I often find it is difficult to read history books particularly because they contain a lot of information and tend to use a lot of statistics that are hard to remember. However, the authors write the book in a captivating way. Illustrations aid the writers in visually getting the point across and also adds breaks in the writing. Among these illustrations include maps of areas described in the book, such as Washington, D.C. and Sandy Hill, New York, certification of Mintus Northup’s free citizen status, pictures of the kidnapping of free blacks, portraits of names mentioned, such as Henry Bliss Northup, and other key events and people.
In addition to illustrations, the authors use strong diction and emotional phrases to tell the story. For example, the book describes Tibaut as There were several points throughout the book that truly illustrated how brutal slavery really was, and the fact that so many peoples’ lives were simply bought and sold as if they were inanimate objects. One excerpt describing Ford said he was a decent human being and, I feel this truly demonstrates how whites were matter-of-fact about the business of slaves and regarded them as less of a human than themselves. Also, the fact that Ford retained 40% of Northup after he had been sold to Tibaut is astonishing. Blacks were truly degraded and whites boiled their lives down to owning them as property and took away their rights as human beings.

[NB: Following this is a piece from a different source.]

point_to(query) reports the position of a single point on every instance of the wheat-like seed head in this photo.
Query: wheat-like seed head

The idea of buying and selling people is completely immoral and absurd that anyone thought this way okay at any point in time.

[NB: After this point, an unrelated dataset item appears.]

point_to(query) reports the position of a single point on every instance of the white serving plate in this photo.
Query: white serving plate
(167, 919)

Northup’s story is particularly compelling and the events that took place from the time he met the supposed circus performers to his freedom are unfortunate, but truly demonstrate how brutally blacks were treated. When I read that Northup was drugged and lost consciousness, I felt shocked that people would go to such extremes to enslave a black man who was already free. Whites were determined to suppress blacks and keep them in captivity for as long as they could and were willing to go to extremes to do so. The tone remains dramatic throughout, which is appropriate for the subject matter. This also keeps it intriguing and demands readers’ attention at all times.
The structure of the book makes the information clear and concise in chronological order, which makes sense. The book opens with an overview that acts as a sneak peek for what the book is about. An entire chapter is dedicated to his early life, the kidnapping, his journey south, how he got through it, his rescue, then how Northup shared his story and sought justice. The book ends with the Underground Railroad, financial problems and finally the mystery about the end of his life. Overall, it was an easy read and demanded my attention throughout. I was interested the whole time because the authors provided excellent research and insight. I would definitely recommend this book to a friend looking to learn more about slavery and the mid 1800s.
I always knew a lot about slavery from previous history classes including this class, but after reading this book I feel like I learned things that you cannot learn from simply learning facts about history. This book offered a third-person look at a slave’s life as well as the brutality and hardships Northup faced. I am interested in learning more about Northup but I feel this book gives a great comprehensive timeline of his life. This is a well-written, thought out piece of history that tells an inspiring story about just how strong a person can be.